Your AFC North leading Pittsburgh Steelers. Has a nice ring to it.
Ben Roethlisberger: Another spectacular game and would’ve looked even better if Sammie Coates didn’t drop several passes. There was the red zone fumble turnover but that was merely a blip on an otherwise remarkable day. At one point, Roethlisberger completed 14 consecutive passes and finished with four touchdowns, no picks, and a cool 380 yards.
He’s now thrown nine touchdowns over the last two games and completed over 75% of his passes.
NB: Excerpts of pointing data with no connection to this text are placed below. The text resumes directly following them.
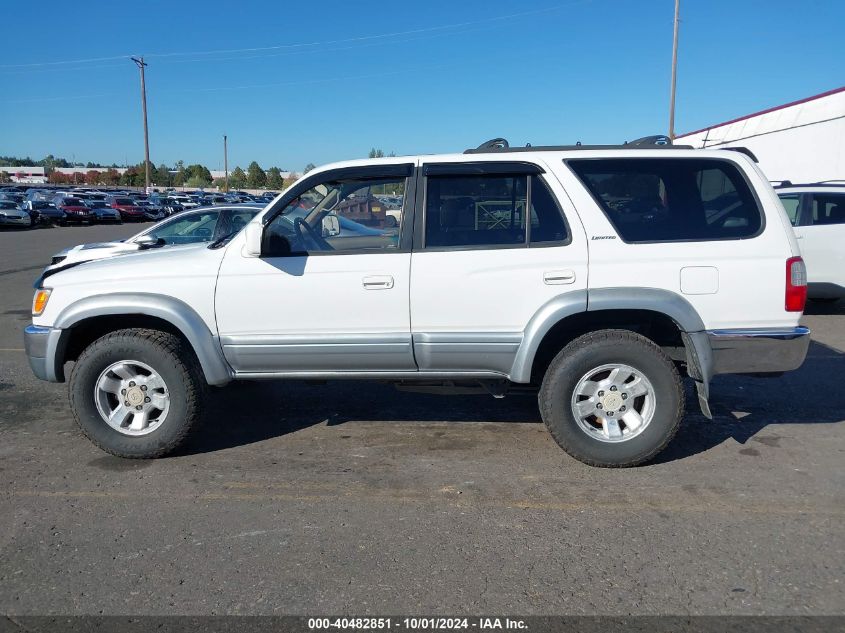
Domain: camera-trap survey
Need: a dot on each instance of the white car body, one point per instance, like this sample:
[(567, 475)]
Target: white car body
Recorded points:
[(103, 250), (15, 217), (467, 288), (817, 213)]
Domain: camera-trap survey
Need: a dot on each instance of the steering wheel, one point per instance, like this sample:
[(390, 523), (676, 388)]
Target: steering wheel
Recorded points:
[(312, 235)]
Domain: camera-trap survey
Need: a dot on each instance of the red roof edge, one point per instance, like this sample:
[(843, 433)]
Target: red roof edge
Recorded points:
[(776, 108)]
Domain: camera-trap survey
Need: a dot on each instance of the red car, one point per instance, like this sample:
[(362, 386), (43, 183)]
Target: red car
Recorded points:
[(74, 211), (127, 207)]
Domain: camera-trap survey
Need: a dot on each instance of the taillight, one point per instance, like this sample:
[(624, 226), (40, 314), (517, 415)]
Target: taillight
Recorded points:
[(796, 284)]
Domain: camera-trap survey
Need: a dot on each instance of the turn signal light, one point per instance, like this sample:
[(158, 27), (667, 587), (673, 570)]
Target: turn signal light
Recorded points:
[(796, 284), (39, 301)]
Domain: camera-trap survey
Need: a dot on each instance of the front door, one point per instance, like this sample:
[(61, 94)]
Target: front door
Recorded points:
[(338, 300)]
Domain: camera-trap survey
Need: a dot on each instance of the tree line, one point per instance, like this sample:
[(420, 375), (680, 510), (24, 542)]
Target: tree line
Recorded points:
[(180, 175)]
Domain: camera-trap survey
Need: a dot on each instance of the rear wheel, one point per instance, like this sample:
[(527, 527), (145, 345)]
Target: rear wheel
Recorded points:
[(612, 398), (137, 393)]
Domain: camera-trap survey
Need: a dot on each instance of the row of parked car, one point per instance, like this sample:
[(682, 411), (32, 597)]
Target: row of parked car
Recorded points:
[(28, 206)]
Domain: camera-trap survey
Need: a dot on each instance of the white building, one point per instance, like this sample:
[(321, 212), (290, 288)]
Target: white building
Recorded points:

Pass Protection: That means you, Steelers’ offensive line. Roethlisberger was sacked just once and the fumble had a lot do with the the New York Jets’ coverage (and maybe a route running issue by the Steelers). The Jets’ front four was easily their best unit and though they kept the run game in check, Roethlisberger routinely had several seconds to throw. He didn’t even need to leave the pocket and extend the play. Just sit, progress, throw, score.
Specifically, kudos to Chris Hubbard for stepping up. I’m sure he got a lot of help but for the team to be on their third string tackle and barely be noticed, it’s impressive.
Le’Veon Bell: He’s the ultimate weapon. The Jets bottled up the run, as you figured they would, but that didn’t stop Bell. He was routinely an underneath option, I won’t even call it checkdown because that implies a last resort and Bell is anything but. He caught nine passes today, a career high, and had more yards through the air than he did on the ground.
It’s another reason why Roethlisberger was so clean today.
Jordan Berry: When the game hung in the balance, which was really for about 50 minutes of this one, Berry was at his best. He pinned the Jets inside their 15 on all three punts and had a long of 52. Of those three drives, New York scored just once, a measly field goal.
His directional punting has been one of the league’s best all season and an underrated reason why this team succeeds. Even when defenses get Pittsburgh’s offense off the field, they’re still fighting an uphill battle to respond.
Vince Williams: Another rocking day for VW. The stat sheet doesn’t lie. Team leader with nine tackles, eight solo, three tackles for loss, two QB hits, and a sack. That’s two absurdly good weeks replacing Ryan Shazier. One of those was a clutch ankle tackle on Matt Forte that would’ve gone for a huge run otherwise.
Anthony Chickillo: Easily his best game on defense. A sack/forced fumble and got some penetration against the run, too. That sack was well-earned too, beating right tackle Ben Ijalana on a three man rush. He finished the day with three total tackles.
Jarvis Jones: We know, we know. He’s probably never even going to be a five sack guy. But he does everything else well and showed that today. Run defense. Backside pursuit. Recognition, including an at-the-net volleyball swat on one occasion.
He was even credited with a pair of quarterback hits and came inches from recording his first sack late in the game.
Mike Mitchell: Said it before and I’ll say it again. You can’t really quantify the impact he has as the middle of field enforcer. Monster hitter, that was on display today, and he was just as active against the run. Officially ended the day with seven tackles, five solo.
Darrius Heyward-Bey: Not that he did anything wrong but it’s clear he was not remotely part of the gameplan today. He barely saw the field, even in the middle of Coates’ struggles, and Markus Wheaton routinely played ahead of him.
You can say ditto about DeAngelo Williams, who saw time early but was barely part of the offense the rest of the way. He finished with just one carry.
Neither of those guys care, at all, I’m sure, but it’s not like there were any clear losers today.
Fake FG: I don’t want to put anything on a coach for a singular playcall so I’ll just reference the play. Yeah, that was the dumbest thing ever and I don’t defend it one bit. Jordan Berry is not that great of an athlete, even as a former rugby player, and you’re banking on him being able to run it.
The dude literally can’t throw. He once did a punt-pass in college because he told his coach he was more comfortable “passing” the ball off his foot than he was trying to throw it with his arm. Very one-dimensional playcall with the maybe the worst athlete on the field.